Tadasana

Standing Posture

English: Mountain Pose

Sanskrit: Tadasana also called Samasthiti

Tada means mountain Sama means unmoved Sthiti means steadiness

Stand strong, steady and unmovable just as the mountain does. It is unperturbed by the happenings around it – whether storm or shine. As we stand in Tadasana we are reminded of this inherent strength, stability and steadfastness within.
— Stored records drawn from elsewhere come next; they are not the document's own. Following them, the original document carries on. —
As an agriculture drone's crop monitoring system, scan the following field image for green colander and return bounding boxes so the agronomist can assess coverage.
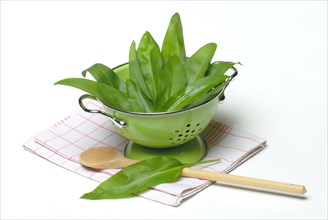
[79,64,237,162]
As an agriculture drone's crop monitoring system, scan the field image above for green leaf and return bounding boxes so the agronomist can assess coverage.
[137,32,163,103]
[81,157,218,200]
[129,41,154,112]
[162,13,186,64]
[156,56,187,112]
[82,63,126,92]
[163,75,228,111]
[55,78,144,112]
[186,43,216,84]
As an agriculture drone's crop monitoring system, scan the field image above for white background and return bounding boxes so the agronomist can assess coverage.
[1,1,327,219]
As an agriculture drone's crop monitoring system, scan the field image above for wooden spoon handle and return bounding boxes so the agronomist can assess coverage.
[180,168,306,194]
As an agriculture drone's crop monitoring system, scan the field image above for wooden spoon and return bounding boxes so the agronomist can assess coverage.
[80,147,306,194]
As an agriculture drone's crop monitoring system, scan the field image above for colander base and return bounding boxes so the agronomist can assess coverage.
[124,136,207,163]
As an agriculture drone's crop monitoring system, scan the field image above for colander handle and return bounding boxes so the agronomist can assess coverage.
[79,94,128,128]
[218,67,238,102]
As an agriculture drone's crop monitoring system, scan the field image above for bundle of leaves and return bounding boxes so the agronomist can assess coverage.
[56,13,237,112]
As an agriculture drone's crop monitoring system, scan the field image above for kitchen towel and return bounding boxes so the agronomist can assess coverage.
[23,101,266,206]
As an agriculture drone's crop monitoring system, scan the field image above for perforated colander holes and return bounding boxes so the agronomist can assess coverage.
[169,123,202,145]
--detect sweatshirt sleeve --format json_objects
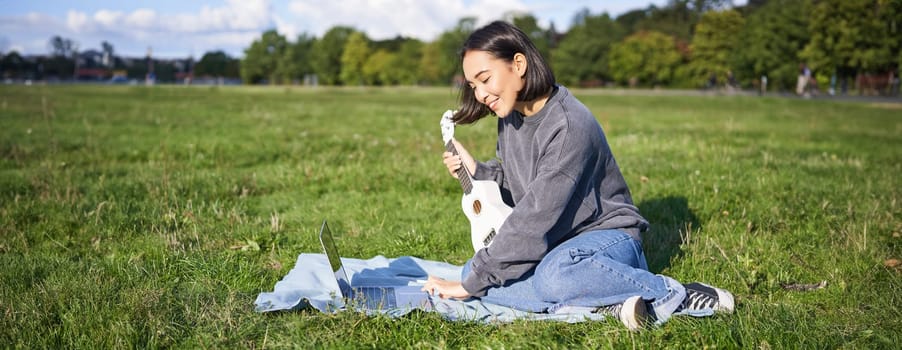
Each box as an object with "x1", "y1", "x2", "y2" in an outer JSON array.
[{"x1": 462, "y1": 123, "x2": 598, "y2": 297}]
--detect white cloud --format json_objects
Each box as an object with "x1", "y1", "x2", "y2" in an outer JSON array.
[{"x1": 289, "y1": 0, "x2": 528, "y2": 40}]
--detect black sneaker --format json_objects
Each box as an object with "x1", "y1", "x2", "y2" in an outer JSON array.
[
  {"x1": 595, "y1": 296, "x2": 649, "y2": 331},
  {"x1": 677, "y1": 282, "x2": 735, "y2": 313}
]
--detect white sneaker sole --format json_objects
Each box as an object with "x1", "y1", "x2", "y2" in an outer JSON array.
[{"x1": 617, "y1": 296, "x2": 648, "y2": 331}]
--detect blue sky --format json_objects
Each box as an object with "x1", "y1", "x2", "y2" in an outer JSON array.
[{"x1": 0, "y1": 0, "x2": 744, "y2": 58}]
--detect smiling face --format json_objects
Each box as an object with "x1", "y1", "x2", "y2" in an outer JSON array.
[{"x1": 463, "y1": 50, "x2": 526, "y2": 118}]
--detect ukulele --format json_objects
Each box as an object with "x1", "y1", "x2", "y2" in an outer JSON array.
[{"x1": 440, "y1": 110, "x2": 513, "y2": 251}]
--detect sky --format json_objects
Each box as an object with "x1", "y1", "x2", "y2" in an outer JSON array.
[{"x1": 0, "y1": 0, "x2": 745, "y2": 58}]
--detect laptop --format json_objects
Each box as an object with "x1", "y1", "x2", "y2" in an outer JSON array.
[{"x1": 319, "y1": 220, "x2": 433, "y2": 310}]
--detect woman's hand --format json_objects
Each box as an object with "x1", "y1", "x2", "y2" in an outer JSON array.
[
  {"x1": 423, "y1": 276, "x2": 470, "y2": 299},
  {"x1": 442, "y1": 139, "x2": 476, "y2": 179}
]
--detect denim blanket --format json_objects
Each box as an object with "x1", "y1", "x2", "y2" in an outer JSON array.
[{"x1": 254, "y1": 254, "x2": 605, "y2": 323}]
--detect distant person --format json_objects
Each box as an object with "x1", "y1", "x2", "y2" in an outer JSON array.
[
  {"x1": 727, "y1": 70, "x2": 739, "y2": 92},
  {"x1": 796, "y1": 64, "x2": 811, "y2": 97},
  {"x1": 423, "y1": 22, "x2": 734, "y2": 329},
  {"x1": 705, "y1": 72, "x2": 717, "y2": 90}
]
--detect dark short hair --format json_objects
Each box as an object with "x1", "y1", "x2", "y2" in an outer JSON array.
[{"x1": 453, "y1": 21, "x2": 555, "y2": 124}]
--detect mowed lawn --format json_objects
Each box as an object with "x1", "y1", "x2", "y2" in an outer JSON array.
[{"x1": 0, "y1": 86, "x2": 902, "y2": 349}]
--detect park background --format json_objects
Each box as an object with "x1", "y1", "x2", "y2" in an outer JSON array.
[
  {"x1": 0, "y1": 1, "x2": 902, "y2": 349},
  {"x1": 0, "y1": 0, "x2": 902, "y2": 96}
]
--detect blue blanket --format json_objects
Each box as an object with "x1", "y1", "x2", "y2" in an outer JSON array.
[{"x1": 254, "y1": 254, "x2": 605, "y2": 323}]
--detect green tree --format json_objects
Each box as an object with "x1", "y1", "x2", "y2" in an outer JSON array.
[
  {"x1": 801, "y1": 0, "x2": 902, "y2": 74},
  {"x1": 364, "y1": 49, "x2": 398, "y2": 85},
  {"x1": 310, "y1": 26, "x2": 355, "y2": 85},
  {"x1": 428, "y1": 17, "x2": 476, "y2": 84},
  {"x1": 551, "y1": 11, "x2": 623, "y2": 85},
  {"x1": 510, "y1": 14, "x2": 553, "y2": 60},
  {"x1": 735, "y1": 0, "x2": 810, "y2": 90},
  {"x1": 194, "y1": 51, "x2": 239, "y2": 78},
  {"x1": 0, "y1": 51, "x2": 27, "y2": 79},
  {"x1": 677, "y1": 10, "x2": 745, "y2": 86},
  {"x1": 610, "y1": 31, "x2": 682, "y2": 86},
  {"x1": 276, "y1": 33, "x2": 316, "y2": 84},
  {"x1": 340, "y1": 32, "x2": 371, "y2": 85},
  {"x1": 417, "y1": 41, "x2": 447, "y2": 85},
  {"x1": 391, "y1": 39, "x2": 424, "y2": 85},
  {"x1": 241, "y1": 30, "x2": 288, "y2": 84},
  {"x1": 44, "y1": 35, "x2": 78, "y2": 78}
]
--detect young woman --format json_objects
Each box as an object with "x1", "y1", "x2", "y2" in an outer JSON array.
[{"x1": 423, "y1": 22, "x2": 734, "y2": 329}]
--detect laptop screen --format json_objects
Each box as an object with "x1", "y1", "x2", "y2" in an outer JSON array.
[{"x1": 319, "y1": 220, "x2": 351, "y2": 297}]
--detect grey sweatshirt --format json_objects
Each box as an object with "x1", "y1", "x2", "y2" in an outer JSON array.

We are reminded that we too can remain calm even though we are within the storm, calm even though the sun shines brightly upon us all the while we focus on our higher Self.

Guidelines:

  • Feet together or slightly apart if you feel steadier, or have lower back or knee stiffness
  • Spread the toes, really connect to your mat, to earth with each entire foot – toes, inner and outer edges, heels.
  • Close your eyes
  • Start with the soles of the feet – gently rock your weight back and forth until you find the weight of your entire body balanced, evenly resting on your feet.
  • Open your eyes, gentle drishti
  • A slight bend in the knees will activate the legs
  • Then slowly straighten knees pulling knee-caps upwards towards the thighs
  • Knees over ankles, hips over the knees
  • Tuck the tailbone under just until your abdomen engages
  • Gently lift the chest
  • Shoulders are soft, away from the ears
  • Arms relaxed and beside the body palms facing toward the thighs
  • Chin drawn slightly toward the throat, throat is relaxed
  • Connect to Ujayi breathe

This is Tadasana

 

Anatomy of Tadasana – Basic Joint Positions

  • The knees extend
  • The hips are neutral
  • The shoulders adduct in Tadasana
  • The shoulders flex in Urdhva Hastasana
  • The elbows extend
  • The cervical spine is neutral in Tadasana
  • The cervical spine extends in Urdhva Hastasana Upward salute
  • The shoulder blades adduct and depress slightly

 

Standing correctly, not only in Tadasana but generally distributes weight evenly over the feet. This has a positive effect on spinal health.

“Even if the feet are kept apart, it is better to keep the heel and toe in a line parallel to the median plane and not at an angle…the hips are (then) contracted, the abdomen pulled is pulled I and the chest is brought forward.”